There's a busy road a few minutes from here which has pikeys living on one side (burnt out Ford Capri on the driveway, their house still plastered with those infuriating christmas lights in May, that kind of thing) and nice houses on the other side of the road.  Anyway, everytime I walk past a phonebox on this road, the windows have been smashed and the pavement is covered with glass.  This has been going on for years and it just looks shit.  But this must have cost BT a fortune over the years when you think of the number of phoneboxes that get smashed up repeatedly.  Why don't they just leave the glass out or, even better, get rid of the whole thing completely?  They must know that all pikeys have got the latest phones on the market anyway.

chand's girlfriend

theyre not idiots weekender  dude, theyre THEIVES!

weekender

Quote from: "chand's girlfriend"theyre not idiots weekender  dude, theyre THEIVES!

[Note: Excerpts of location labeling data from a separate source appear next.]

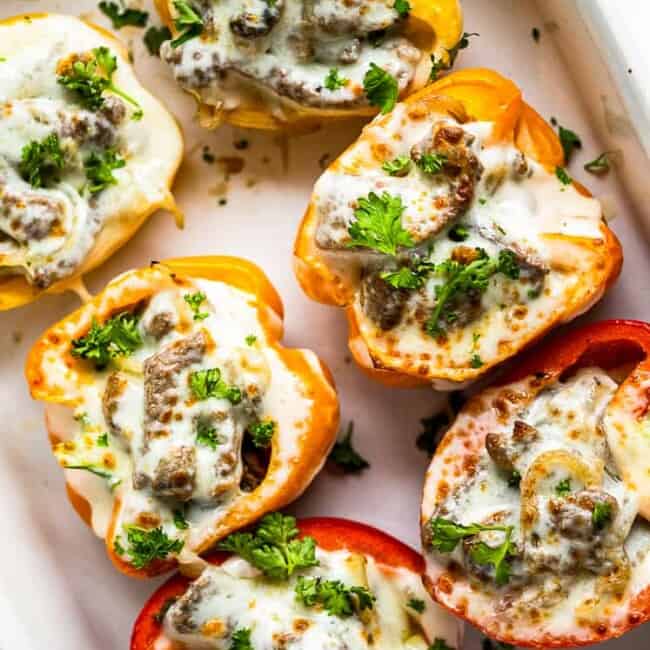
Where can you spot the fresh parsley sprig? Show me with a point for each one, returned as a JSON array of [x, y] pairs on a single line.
[[117, 337], [90, 76], [209, 383], [41, 163], [464, 279], [336, 598], [146, 545], [188, 22], [274, 548], [345, 456], [121, 17], [447, 534], [381, 88], [378, 224], [99, 169]]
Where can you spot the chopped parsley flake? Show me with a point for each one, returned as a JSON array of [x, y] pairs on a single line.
[[345, 456], [121, 17], [208, 383], [399, 166], [336, 598], [154, 37], [381, 88]]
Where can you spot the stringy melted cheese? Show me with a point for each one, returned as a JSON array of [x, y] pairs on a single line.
[[516, 206], [46, 233], [235, 596], [566, 574], [302, 41], [132, 460]]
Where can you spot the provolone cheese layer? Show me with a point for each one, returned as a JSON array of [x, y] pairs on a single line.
[[314, 53], [235, 597], [454, 248], [163, 438], [49, 226], [530, 531]]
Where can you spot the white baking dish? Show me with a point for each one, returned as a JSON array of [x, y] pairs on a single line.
[[57, 588]]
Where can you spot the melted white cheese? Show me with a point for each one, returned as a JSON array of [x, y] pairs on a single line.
[[49, 232], [527, 212], [255, 368], [235, 596], [226, 69]]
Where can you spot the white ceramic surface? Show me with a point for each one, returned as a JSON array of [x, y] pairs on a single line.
[[57, 589]]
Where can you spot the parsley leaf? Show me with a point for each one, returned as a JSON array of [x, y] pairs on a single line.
[[207, 435], [147, 545], [563, 176], [416, 605], [262, 433], [601, 515], [208, 383], [42, 162], [90, 76], [117, 337], [188, 22], [378, 224], [99, 169], [273, 547], [446, 535], [154, 37], [402, 7], [461, 279], [431, 163], [336, 598], [194, 300], [458, 233], [345, 456], [123, 17], [439, 65], [399, 166], [570, 142], [179, 520], [381, 88], [600, 165], [563, 487], [334, 81], [241, 640]]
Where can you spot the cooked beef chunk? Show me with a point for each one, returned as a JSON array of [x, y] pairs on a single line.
[[175, 474], [381, 302], [115, 385], [506, 449], [161, 381], [256, 18]]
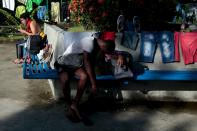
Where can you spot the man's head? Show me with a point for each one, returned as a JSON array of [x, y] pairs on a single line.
[[23, 18], [106, 46]]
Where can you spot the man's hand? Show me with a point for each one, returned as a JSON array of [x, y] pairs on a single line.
[[120, 60]]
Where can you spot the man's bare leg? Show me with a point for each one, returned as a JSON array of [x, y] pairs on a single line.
[[64, 78], [80, 90]]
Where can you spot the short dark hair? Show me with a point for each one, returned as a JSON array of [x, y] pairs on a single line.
[[110, 45], [25, 16]]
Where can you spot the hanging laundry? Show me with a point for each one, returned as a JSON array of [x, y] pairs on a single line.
[[42, 13], [38, 2], [20, 10], [176, 45], [188, 42], [23, 1], [130, 39], [9, 4], [149, 41], [55, 11], [29, 4], [64, 10]]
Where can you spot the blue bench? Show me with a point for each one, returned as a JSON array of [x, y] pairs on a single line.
[[41, 70]]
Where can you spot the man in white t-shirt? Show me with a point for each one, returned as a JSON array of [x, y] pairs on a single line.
[[89, 46]]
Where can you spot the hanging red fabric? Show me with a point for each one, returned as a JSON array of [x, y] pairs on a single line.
[[28, 29]]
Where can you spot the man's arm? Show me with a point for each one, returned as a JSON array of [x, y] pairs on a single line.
[[90, 70]]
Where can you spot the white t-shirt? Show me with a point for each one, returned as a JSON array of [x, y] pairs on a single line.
[[85, 44]]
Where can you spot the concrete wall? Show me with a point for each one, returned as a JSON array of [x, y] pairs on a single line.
[[160, 90]]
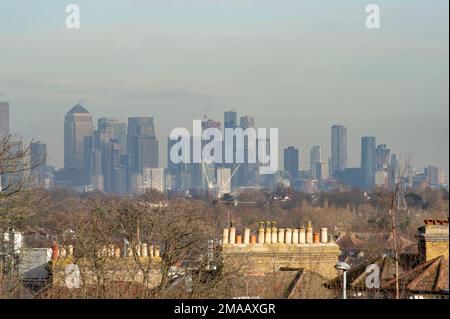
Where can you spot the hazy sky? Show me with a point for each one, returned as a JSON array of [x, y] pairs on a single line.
[[300, 66]]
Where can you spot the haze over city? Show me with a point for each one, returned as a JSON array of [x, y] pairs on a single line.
[[298, 66]]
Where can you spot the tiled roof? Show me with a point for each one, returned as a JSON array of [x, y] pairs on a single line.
[[430, 277], [356, 276], [349, 241]]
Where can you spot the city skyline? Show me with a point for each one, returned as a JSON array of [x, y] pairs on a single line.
[[286, 65]]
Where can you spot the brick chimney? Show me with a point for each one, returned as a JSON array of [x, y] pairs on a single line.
[[433, 239]]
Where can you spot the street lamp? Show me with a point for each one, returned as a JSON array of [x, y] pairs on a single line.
[[344, 267]]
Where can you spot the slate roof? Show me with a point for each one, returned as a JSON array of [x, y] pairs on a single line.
[[428, 277]]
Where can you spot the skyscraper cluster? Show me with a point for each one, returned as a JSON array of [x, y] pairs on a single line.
[[117, 157], [122, 156]]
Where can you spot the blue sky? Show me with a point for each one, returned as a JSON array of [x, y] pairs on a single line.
[[300, 66]]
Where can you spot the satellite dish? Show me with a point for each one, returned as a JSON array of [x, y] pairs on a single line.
[[73, 277]]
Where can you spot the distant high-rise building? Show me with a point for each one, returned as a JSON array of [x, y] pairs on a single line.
[[77, 126], [230, 119], [291, 161], [154, 178], [322, 170], [247, 122], [435, 176], [368, 158], [382, 179], [314, 160], [142, 145], [115, 129], [223, 180], [393, 171], [4, 118], [111, 168], [339, 159], [382, 157], [38, 163], [246, 173]]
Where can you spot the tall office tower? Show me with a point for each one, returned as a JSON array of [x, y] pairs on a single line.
[[434, 176], [110, 153], [154, 178], [204, 173], [223, 180], [322, 170], [4, 118], [247, 121], [77, 126], [338, 149], [246, 173], [142, 145], [314, 160], [38, 163], [115, 129], [368, 165], [230, 119], [393, 171], [382, 157], [291, 160]]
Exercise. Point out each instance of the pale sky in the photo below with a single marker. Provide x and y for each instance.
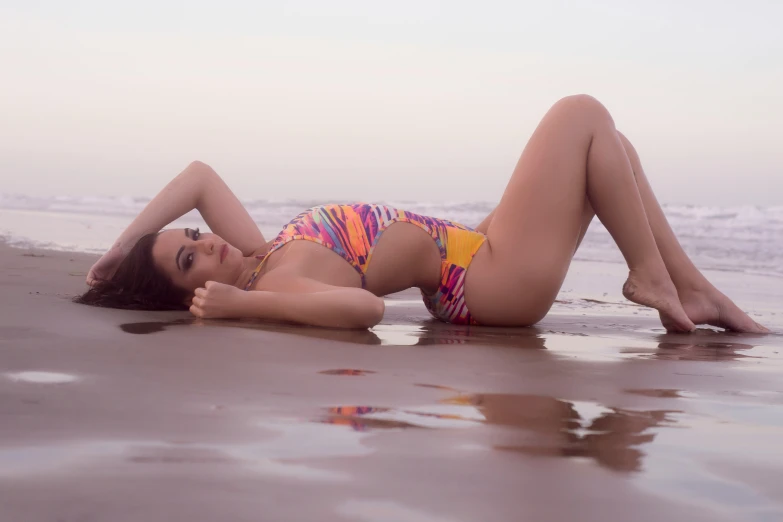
(380, 101)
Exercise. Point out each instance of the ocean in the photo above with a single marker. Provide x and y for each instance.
(747, 239)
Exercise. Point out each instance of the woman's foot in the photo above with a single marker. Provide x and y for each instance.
(713, 308)
(656, 290)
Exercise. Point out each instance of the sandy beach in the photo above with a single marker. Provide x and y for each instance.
(595, 414)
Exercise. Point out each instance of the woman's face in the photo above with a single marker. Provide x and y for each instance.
(191, 258)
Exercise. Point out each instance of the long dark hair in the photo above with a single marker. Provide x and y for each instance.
(138, 284)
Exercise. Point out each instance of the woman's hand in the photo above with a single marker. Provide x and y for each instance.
(105, 268)
(218, 300)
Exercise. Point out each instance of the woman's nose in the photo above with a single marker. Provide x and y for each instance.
(208, 246)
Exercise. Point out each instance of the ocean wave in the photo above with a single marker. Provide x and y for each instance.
(744, 238)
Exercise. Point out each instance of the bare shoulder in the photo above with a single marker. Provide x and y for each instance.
(290, 279)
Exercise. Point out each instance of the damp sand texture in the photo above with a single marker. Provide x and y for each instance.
(595, 414)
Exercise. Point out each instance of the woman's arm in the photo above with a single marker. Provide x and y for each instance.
(197, 187)
(338, 308)
(309, 302)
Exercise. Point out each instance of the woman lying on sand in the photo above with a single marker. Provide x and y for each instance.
(506, 272)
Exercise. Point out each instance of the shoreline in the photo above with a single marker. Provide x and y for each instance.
(122, 415)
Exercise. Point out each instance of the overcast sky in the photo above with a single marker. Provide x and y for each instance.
(417, 100)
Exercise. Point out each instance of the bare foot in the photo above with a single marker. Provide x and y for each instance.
(714, 308)
(658, 291)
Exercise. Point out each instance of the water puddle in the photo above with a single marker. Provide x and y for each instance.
(364, 418)
(350, 372)
(430, 333)
(42, 377)
(278, 456)
(366, 510)
(608, 349)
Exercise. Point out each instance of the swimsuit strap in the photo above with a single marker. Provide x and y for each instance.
(257, 271)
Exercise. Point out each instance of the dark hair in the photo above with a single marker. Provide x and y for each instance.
(138, 284)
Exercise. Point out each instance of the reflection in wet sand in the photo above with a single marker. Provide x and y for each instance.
(546, 426)
(537, 425)
(702, 351)
(39, 377)
(430, 333)
(364, 418)
(347, 371)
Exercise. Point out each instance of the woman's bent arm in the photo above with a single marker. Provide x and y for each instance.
(197, 187)
(338, 308)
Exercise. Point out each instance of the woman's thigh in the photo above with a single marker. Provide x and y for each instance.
(539, 221)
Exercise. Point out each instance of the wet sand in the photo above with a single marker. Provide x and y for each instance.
(595, 414)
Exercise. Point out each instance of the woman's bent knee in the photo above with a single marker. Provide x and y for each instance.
(584, 106)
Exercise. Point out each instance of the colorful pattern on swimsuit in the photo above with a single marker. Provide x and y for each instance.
(352, 231)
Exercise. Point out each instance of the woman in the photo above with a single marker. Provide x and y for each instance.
(507, 271)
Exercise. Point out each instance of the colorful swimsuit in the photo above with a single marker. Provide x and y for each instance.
(352, 231)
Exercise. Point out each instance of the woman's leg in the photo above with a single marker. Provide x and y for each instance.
(703, 303)
(575, 151)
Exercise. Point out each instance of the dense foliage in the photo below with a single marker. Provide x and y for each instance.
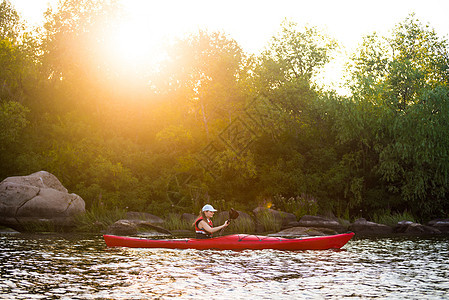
(212, 123)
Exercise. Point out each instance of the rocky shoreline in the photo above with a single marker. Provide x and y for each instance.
(147, 224)
(39, 199)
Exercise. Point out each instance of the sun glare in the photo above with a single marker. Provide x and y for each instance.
(133, 45)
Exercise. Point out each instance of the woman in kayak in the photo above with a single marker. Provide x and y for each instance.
(203, 224)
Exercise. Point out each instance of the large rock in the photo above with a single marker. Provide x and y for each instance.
(441, 224)
(133, 215)
(283, 219)
(134, 226)
(363, 227)
(304, 231)
(321, 222)
(38, 200)
(411, 228)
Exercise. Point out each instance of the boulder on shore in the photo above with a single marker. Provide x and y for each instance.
(411, 228)
(363, 227)
(283, 219)
(441, 224)
(321, 222)
(37, 201)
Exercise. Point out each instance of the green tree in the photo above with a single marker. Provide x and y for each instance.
(395, 117)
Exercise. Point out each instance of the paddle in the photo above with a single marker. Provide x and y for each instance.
(233, 214)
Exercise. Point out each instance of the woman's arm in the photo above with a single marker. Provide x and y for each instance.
(203, 225)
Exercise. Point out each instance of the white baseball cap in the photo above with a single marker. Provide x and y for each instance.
(208, 207)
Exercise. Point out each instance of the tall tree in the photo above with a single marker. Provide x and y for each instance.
(399, 93)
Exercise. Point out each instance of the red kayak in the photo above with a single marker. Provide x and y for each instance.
(235, 242)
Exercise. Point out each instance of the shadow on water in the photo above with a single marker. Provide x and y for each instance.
(66, 266)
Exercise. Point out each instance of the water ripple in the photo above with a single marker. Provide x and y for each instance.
(82, 267)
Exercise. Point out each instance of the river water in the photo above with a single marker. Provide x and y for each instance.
(55, 266)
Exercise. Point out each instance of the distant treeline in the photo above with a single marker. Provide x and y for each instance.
(211, 123)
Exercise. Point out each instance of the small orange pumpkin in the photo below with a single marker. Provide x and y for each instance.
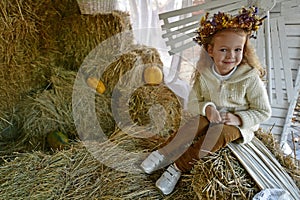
(96, 84)
(153, 75)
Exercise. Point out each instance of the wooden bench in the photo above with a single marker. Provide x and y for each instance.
(283, 86)
(179, 28)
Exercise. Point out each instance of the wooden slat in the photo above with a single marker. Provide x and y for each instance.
(291, 108)
(285, 57)
(181, 48)
(264, 167)
(187, 10)
(171, 34)
(276, 61)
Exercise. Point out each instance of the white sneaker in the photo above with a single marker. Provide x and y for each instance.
(168, 180)
(153, 162)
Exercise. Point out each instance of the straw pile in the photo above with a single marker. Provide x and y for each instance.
(51, 110)
(75, 174)
(154, 107)
(40, 35)
(41, 54)
(93, 170)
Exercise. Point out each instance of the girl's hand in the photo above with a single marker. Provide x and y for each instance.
(231, 119)
(213, 114)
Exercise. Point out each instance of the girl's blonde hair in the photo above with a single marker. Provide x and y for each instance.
(249, 55)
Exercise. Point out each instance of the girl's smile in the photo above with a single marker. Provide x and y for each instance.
(227, 50)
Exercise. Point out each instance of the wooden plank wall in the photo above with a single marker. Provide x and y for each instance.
(285, 45)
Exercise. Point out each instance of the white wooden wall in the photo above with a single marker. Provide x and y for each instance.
(282, 61)
(285, 62)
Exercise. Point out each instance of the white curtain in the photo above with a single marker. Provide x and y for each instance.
(147, 30)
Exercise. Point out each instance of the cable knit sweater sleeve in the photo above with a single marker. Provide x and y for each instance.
(259, 107)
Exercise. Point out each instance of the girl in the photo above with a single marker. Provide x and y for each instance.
(227, 91)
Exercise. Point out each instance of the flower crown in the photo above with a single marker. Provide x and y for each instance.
(247, 19)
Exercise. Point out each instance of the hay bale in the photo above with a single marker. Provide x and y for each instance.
(34, 41)
(78, 35)
(23, 67)
(155, 108)
(122, 69)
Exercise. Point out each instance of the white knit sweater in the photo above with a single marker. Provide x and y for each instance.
(243, 94)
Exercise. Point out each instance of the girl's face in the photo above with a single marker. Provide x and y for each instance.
(227, 50)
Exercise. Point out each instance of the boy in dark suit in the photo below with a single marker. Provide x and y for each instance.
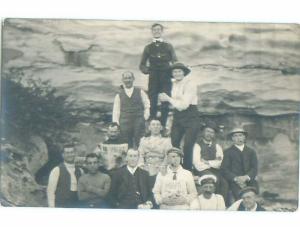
(130, 186)
(239, 165)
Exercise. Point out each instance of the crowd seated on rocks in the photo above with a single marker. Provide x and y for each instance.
(131, 170)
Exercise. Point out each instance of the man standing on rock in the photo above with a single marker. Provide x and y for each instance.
(239, 165)
(131, 109)
(156, 59)
(62, 185)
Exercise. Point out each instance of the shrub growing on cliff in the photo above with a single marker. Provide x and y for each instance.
(32, 107)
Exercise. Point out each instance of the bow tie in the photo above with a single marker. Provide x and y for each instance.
(160, 40)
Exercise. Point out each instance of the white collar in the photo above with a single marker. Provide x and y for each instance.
(69, 165)
(240, 147)
(254, 208)
(128, 89)
(207, 143)
(157, 40)
(132, 170)
(172, 171)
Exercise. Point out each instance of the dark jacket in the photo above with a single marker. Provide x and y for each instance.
(258, 208)
(159, 55)
(122, 188)
(239, 163)
(64, 197)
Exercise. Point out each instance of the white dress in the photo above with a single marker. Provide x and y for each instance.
(216, 202)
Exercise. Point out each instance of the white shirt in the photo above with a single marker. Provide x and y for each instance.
(53, 180)
(184, 94)
(132, 170)
(157, 40)
(128, 92)
(235, 206)
(240, 147)
(200, 165)
(184, 185)
(216, 202)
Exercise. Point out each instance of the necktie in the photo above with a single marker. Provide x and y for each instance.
(174, 176)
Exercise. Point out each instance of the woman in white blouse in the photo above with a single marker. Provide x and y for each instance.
(153, 148)
(184, 101)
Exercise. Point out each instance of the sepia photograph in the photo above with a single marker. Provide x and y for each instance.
(171, 115)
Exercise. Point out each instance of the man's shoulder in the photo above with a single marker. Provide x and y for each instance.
(249, 149)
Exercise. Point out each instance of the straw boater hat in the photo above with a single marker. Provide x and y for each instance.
(175, 150)
(210, 124)
(207, 179)
(179, 65)
(247, 189)
(237, 130)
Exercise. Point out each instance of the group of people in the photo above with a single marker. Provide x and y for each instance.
(132, 170)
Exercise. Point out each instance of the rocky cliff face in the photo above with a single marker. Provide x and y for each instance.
(247, 74)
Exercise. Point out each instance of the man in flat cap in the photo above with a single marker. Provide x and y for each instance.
(175, 189)
(239, 164)
(248, 201)
(208, 156)
(208, 200)
(156, 59)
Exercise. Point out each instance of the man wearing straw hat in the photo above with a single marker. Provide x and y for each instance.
(208, 200)
(239, 165)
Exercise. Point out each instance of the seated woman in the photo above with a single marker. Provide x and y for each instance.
(153, 149)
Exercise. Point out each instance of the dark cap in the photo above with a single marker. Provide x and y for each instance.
(179, 65)
(175, 150)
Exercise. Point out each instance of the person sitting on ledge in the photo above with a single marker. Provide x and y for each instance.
(208, 200)
(248, 201)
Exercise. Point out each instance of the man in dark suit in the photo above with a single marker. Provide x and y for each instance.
(248, 201)
(239, 165)
(130, 186)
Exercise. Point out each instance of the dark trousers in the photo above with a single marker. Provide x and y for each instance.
(235, 189)
(185, 123)
(132, 128)
(159, 82)
(221, 184)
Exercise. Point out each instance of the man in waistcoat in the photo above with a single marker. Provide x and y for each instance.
(131, 109)
(208, 156)
(130, 185)
(62, 185)
(239, 165)
(156, 59)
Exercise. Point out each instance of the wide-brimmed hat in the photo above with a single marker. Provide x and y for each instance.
(247, 189)
(179, 65)
(237, 130)
(210, 124)
(175, 150)
(207, 179)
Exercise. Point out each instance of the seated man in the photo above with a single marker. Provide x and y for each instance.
(130, 110)
(112, 151)
(208, 156)
(93, 187)
(239, 164)
(175, 189)
(62, 185)
(130, 186)
(208, 200)
(153, 149)
(248, 201)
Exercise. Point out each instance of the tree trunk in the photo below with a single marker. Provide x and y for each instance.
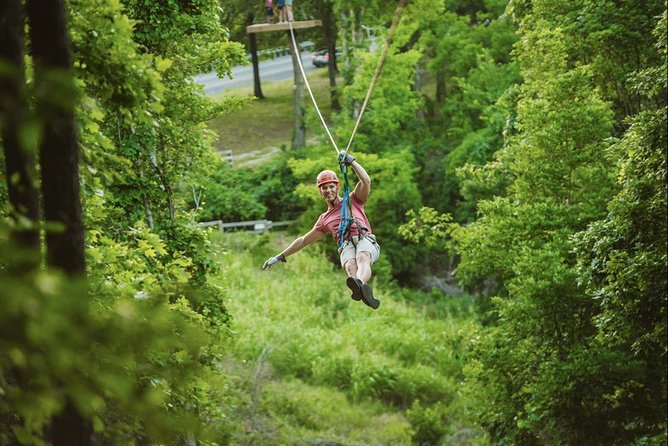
(299, 131)
(252, 43)
(59, 156)
(19, 160)
(330, 32)
(440, 92)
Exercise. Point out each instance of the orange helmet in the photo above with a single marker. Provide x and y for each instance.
(326, 176)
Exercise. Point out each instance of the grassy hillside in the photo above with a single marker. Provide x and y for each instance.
(265, 126)
(311, 366)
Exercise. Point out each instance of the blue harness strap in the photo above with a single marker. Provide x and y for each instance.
(346, 211)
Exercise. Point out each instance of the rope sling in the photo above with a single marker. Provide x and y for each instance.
(346, 216)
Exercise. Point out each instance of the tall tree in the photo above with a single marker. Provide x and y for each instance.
(59, 159)
(19, 156)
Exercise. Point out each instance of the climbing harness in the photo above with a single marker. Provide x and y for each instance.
(347, 219)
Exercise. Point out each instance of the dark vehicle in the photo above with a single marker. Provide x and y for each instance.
(321, 58)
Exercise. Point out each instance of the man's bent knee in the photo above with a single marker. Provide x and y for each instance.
(351, 267)
(364, 257)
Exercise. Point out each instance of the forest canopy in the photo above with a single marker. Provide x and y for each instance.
(518, 156)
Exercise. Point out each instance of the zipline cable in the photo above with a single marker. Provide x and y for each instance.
(388, 41)
(379, 67)
(297, 55)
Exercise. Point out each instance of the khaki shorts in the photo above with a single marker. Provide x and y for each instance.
(368, 244)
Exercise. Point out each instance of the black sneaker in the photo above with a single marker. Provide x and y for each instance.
(367, 296)
(355, 287)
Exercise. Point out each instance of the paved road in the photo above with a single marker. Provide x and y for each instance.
(276, 69)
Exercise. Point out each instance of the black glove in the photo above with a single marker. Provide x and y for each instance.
(273, 260)
(345, 157)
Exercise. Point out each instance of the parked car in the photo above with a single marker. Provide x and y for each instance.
(321, 58)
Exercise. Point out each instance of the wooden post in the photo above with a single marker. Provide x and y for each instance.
(252, 43)
(299, 128)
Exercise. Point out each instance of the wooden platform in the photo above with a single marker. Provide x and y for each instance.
(269, 27)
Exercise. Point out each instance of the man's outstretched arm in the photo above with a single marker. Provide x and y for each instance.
(363, 186)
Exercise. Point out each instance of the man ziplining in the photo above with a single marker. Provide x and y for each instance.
(345, 218)
(358, 249)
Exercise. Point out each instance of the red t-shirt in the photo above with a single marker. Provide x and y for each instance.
(329, 221)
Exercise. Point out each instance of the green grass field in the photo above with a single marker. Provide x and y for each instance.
(311, 366)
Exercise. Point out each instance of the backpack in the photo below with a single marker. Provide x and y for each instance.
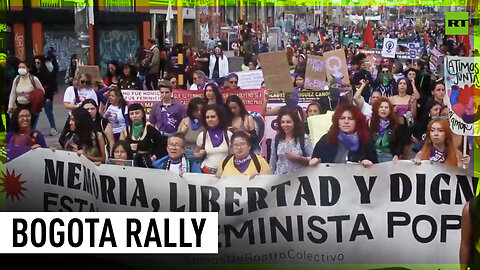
(36, 97)
(254, 159)
(147, 59)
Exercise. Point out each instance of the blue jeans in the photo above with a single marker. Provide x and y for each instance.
(384, 157)
(49, 113)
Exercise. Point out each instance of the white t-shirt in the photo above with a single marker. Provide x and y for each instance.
(367, 110)
(115, 117)
(214, 155)
(83, 94)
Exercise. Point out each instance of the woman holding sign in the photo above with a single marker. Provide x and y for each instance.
(439, 146)
(145, 140)
(213, 144)
(382, 130)
(292, 147)
(347, 141)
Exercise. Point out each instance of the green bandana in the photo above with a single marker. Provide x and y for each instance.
(137, 130)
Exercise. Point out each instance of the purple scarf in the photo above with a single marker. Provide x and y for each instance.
(383, 126)
(350, 141)
(437, 156)
(242, 164)
(195, 123)
(216, 136)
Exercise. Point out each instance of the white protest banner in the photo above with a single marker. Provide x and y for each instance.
(389, 47)
(334, 213)
(250, 79)
(461, 84)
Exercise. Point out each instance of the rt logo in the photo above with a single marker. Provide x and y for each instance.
(456, 23)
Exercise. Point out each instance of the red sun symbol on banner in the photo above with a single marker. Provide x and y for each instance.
(12, 185)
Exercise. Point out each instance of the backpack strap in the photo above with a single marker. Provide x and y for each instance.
(256, 162)
(204, 138)
(32, 81)
(77, 97)
(226, 160)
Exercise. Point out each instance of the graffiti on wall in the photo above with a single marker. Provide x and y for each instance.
(119, 45)
(65, 43)
(20, 46)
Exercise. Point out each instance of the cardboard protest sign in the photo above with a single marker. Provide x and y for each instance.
(235, 63)
(319, 125)
(389, 47)
(276, 72)
(93, 71)
(336, 66)
(315, 75)
(461, 83)
(250, 79)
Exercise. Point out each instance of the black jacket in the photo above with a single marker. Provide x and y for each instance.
(327, 152)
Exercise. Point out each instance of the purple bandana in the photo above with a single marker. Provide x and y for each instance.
(383, 126)
(242, 164)
(216, 136)
(437, 156)
(350, 141)
(195, 123)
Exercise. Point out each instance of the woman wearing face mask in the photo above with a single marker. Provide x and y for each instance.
(382, 129)
(384, 82)
(439, 146)
(22, 86)
(192, 126)
(239, 117)
(113, 73)
(242, 161)
(145, 140)
(100, 124)
(292, 148)
(213, 144)
(404, 101)
(116, 112)
(82, 137)
(218, 64)
(72, 69)
(129, 79)
(121, 152)
(212, 94)
(438, 92)
(347, 141)
(419, 129)
(47, 79)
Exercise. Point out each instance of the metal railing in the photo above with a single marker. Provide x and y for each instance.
(120, 5)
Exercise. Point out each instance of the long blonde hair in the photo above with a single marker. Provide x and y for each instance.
(451, 158)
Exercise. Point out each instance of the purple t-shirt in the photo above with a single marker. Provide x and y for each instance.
(167, 118)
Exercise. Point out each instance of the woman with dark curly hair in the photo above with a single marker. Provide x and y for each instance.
(113, 73)
(129, 79)
(21, 133)
(82, 137)
(348, 140)
(212, 94)
(382, 129)
(292, 148)
(213, 144)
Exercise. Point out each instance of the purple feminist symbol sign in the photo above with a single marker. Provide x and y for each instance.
(389, 46)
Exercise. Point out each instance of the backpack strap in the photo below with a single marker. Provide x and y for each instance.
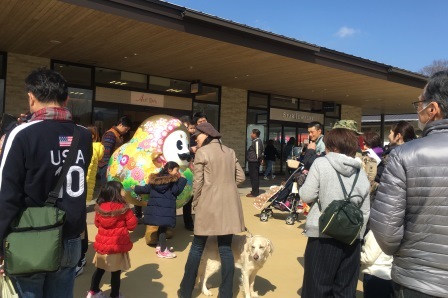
(346, 196)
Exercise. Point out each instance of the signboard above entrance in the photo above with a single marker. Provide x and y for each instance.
(295, 116)
(147, 99)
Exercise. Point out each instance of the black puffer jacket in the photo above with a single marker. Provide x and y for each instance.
(409, 217)
(162, 190)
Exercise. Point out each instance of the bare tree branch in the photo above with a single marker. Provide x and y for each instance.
(435, 66)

Yes, thanks for that insightful comment.  As weird as it sounds, I'm prepared to give people the benefit of the doubt, even in this strange scenario.  Of course, there are various legal routes I can go down if my CD drive isn't returned soon, but I'm not going to have a go at the people who may be able to help me get it back in the short-term.

Christ I feel mellow tonight, I must drink Old Speckled Hen more often.

Rats

Quote from: "weekender"Christ I feel mellow tonight, I must drink Old Speckled Hen more often.

etc.

morgs

Every day for the past 4 weeks I have come in to find that I have been phoned by the same number... 01454 I think it was, Badminton Gloucestershire.  I don't know anyone there but now have an answer phone which EVERY day has the sound of someone breathing for a split second then hanging up.  (In other words listening to my whole answerpone message, THEN hanging up AFTER the tone - WHY????)

I WILL NOT ring them back if they can't be arsed to leave a message.  So there.

Probably double-fucking-glazing again...

Bollock Chops

I do the property ads in the local paper, and I have to deal with estate agents who haven't got a fucking clue about basic shapes and numbers.

Their ads will have, say, 15 properties per page (each pic in landscape format), with 5 bullet points on each property. So what do they do, EVERY FUCKING WEEK? They send in portrait pictures and about 12 bullet points for each property. And when you try and explain, you just get this vacant look, like you've just asked them to solve cancer or something.